Thousands of farmers have been underpaid, leaving many on the edge of collapse, while others face demands for cash to be repaid years later because of overpayments.

The European Union has already fined the agency £75 million and is threatening to withdraw a further £205 million from the UK for failing to administer payments correctly.

Failures in the computer system and extra staff costs to sort out the mess have cost £304 million. Overpayments to farmers that are not recovered will cost at least £43 million. Farmers themselves have lost more than £50 million trying to fill in complicated forms and chase late payments."

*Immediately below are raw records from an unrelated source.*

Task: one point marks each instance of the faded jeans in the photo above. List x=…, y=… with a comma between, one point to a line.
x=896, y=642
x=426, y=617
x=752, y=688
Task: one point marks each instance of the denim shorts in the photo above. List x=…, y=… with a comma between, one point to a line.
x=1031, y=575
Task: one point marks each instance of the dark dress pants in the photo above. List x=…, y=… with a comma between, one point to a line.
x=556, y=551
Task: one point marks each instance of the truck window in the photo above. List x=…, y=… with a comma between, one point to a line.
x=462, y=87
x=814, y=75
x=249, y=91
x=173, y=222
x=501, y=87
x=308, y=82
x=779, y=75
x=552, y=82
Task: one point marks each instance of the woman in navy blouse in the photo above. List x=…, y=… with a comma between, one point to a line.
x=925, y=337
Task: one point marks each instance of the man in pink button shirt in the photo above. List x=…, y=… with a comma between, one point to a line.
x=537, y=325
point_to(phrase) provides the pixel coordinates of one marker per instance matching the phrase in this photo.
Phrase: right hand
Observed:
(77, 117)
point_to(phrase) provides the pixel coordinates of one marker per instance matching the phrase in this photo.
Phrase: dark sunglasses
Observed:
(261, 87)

As you will doubtless recall, this all came about because the ministerial team at Defra - headed by one Mags Beckett, and including Ben Bradshaw and Jim Knight - ordered the RPA to implement a farm subsidy system of such hideous complexity that nobody else in Europe even attempted it.

Value-added, it ain't.

A point you may wish to remember when Mags gets her peerage.

3. F-freezing to death

As you will have spotted over the weekend, the energy regulator Ofgem reckons we're heading for massive electricity price hikes and blackouts.

Apparently, it's the inevitable result of the government's programme to turn Britain green by closing down our power stations and not building any new ones.

So who asked them to do this?

Well, the bonkers hippies.

Them, yes, and... er... ah, the BBC, of course.

I listened today to a BBC R4 programme called Costing the Earth, which reported approvingly on how the hippies storm those horrid power stations and dissuade power companies from building any new ones.

Apparently, we don't need them.

Bah!

I'm off to bed.

Which is where we'll all be spending our evenings once the blackouts start.